I know from experience what it feels like to not be able to pray. I also know that when we once again are able to, whatever the content or attitude of our prayer, that communication is important in our experience of God. Listen to the Psalmist’s prayer. It is not pretty or nice or gentle. He holds nothing back, but that is exactly the point. If we don’t or can’t or won’t pray, we are holding everything back from God. When we pray, God scoops up our words, our concerns, and our lives.
Vindicate me, O God, and plead my case against an ungodly nation; O deliver me from the deceitful and unjust man! For you are the God of my strength; why have you rejected me? Why do I go mourning because of the oppression of the enemy? O send out your light and your truth, let them lead me; let them bring me to your holy hill and to your dwelling places.

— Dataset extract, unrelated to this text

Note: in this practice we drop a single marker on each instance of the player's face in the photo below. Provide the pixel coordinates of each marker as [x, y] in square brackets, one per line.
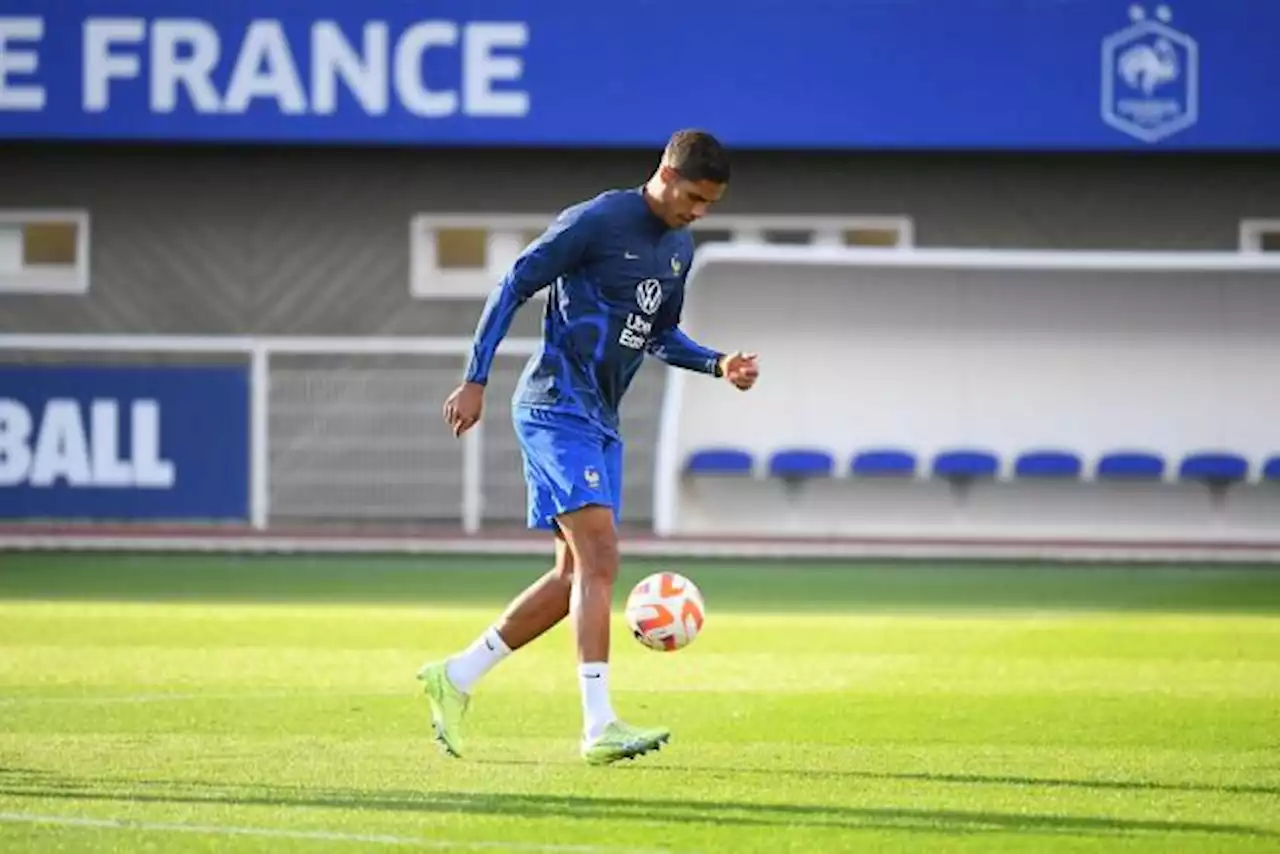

Then I will go to the altar of God, to God my exceeding joy; and upon the lyre I shall praise you, O God, my God. (vv. 1-4)
It’s a prayer asking God to make things right. It’s also a prayer asking God to restore some of what was lost, even if it won’t be exactly the same. The Psalmist, who once led the worship procession to the house of God is praying that he might once again praise God in a place of worship. To ask again for something that was lost – a relationship, a peace, companionship, closeness with the Lord – that may seem unimaginable now. But that’s what the Psalmist does.

Here for a third time in sixteen verses we have this refrain:
Why are you in despair, O my soul? And why are you disturbed within me? Hope in God, for I shall again praise Him, the help of my countenance and my God. (v. 5)
Does it sound different this third time? I think so. At this point the Psalmist has acknowledged what was lost, remembered what God has done previously, and come to God in heartfelt prayer. Note that the soul is still disturbed, but note too the way the last sentence sounds. It sounds hopeful to me: “I shall again praise Him.” I believe it can and does happen that way; it has in my life and I’ve seen it in other peoples’ lives.

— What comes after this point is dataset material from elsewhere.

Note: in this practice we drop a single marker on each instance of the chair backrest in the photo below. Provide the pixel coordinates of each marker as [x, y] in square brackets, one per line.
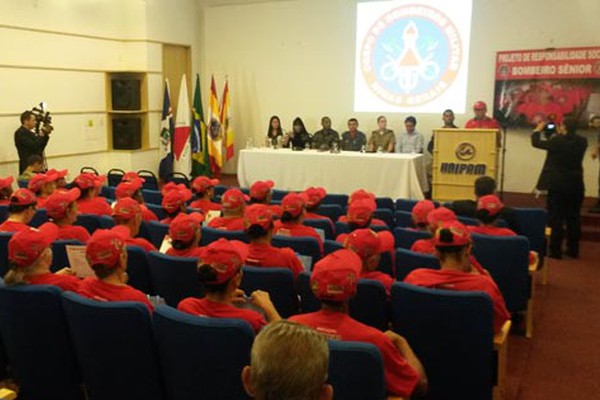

Hope: I Shall Again Praise Him (42:5,11; 43:5)


Finally, let me point out two phrases that mark the progression in this Psalm. I want to be realistic, too. This is not a five step march out of grief or loss. This is not a prescription for feeling better. This is more like the personal diary of one person who is in the process of God’s healing and help. We don’t see the ending, which is probably okay; that would be too neat and tidy, and life isn’t neat and tidy.

I want to point out two phrases: “tears for food” and “the help of my countenance.” I think “tears for food” is self-descriptive. If you’ve lived with that, you know what it means. It is a heart-breaking sorrow where it just seems like the storm will never lift. That’s where this story starts, but it ends with the other phrase, which is part of the refrain the second and third time.

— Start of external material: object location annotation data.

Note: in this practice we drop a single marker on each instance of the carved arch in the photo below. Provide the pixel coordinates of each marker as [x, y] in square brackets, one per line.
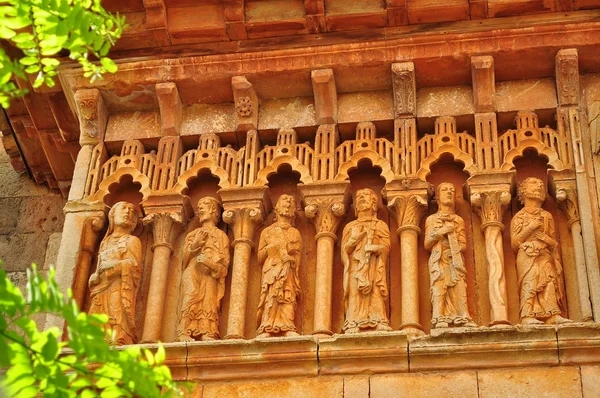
[266, 172]
[378, 161]
[116, 178]
[210, 165]
[458, 155]
[532, 143]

In the first refrain in Psalm 42:5, it is “the help of God’s presence,” which is important. But in v. 11 and then at the end of Psalm 43, it is “the help of my countenance.” Literally, that phrase means “the lifter of my face.” The image is related to “tears for food.” The image as this Psalm progresses and the refrain is reached each time is that God comes (His presence) and re-establishes communication and relationship with the one who has lost so much. God bends down, tenderly, and raises the tear-stained face of His child, lifting their face to look once again into His.

If you have lost something dear or things are not as they once were, I invite you to soak up this Psalm this week, or for weeks to come. Share with this Psalmist as one in process of rediscovering God’s presence. And that presence is not a wave-the-magic-wand and fix it presence. It is not a buck-up-and-put-on-a-happy-face presence. God’s presence is a gentle, compassionate, loving presence that reaches down to tenderly raise your eyes to see Him in your life once again. I invite you to once again look into the face of the One who loves you so very much. Amen.

1 comment:

jimmyleedoc said...

I just listened to your sermon on discouragement and you hit the nail on the head. God is the lifter of my head. I live in Chicago (Batavia) and my parents go to your church. I'm glad they do. Hope to meet you someday when I'm in Charlotte.

Jim

p.s. Chuck Neder was my youth pastor in high school. I'm sure you know him through PFR.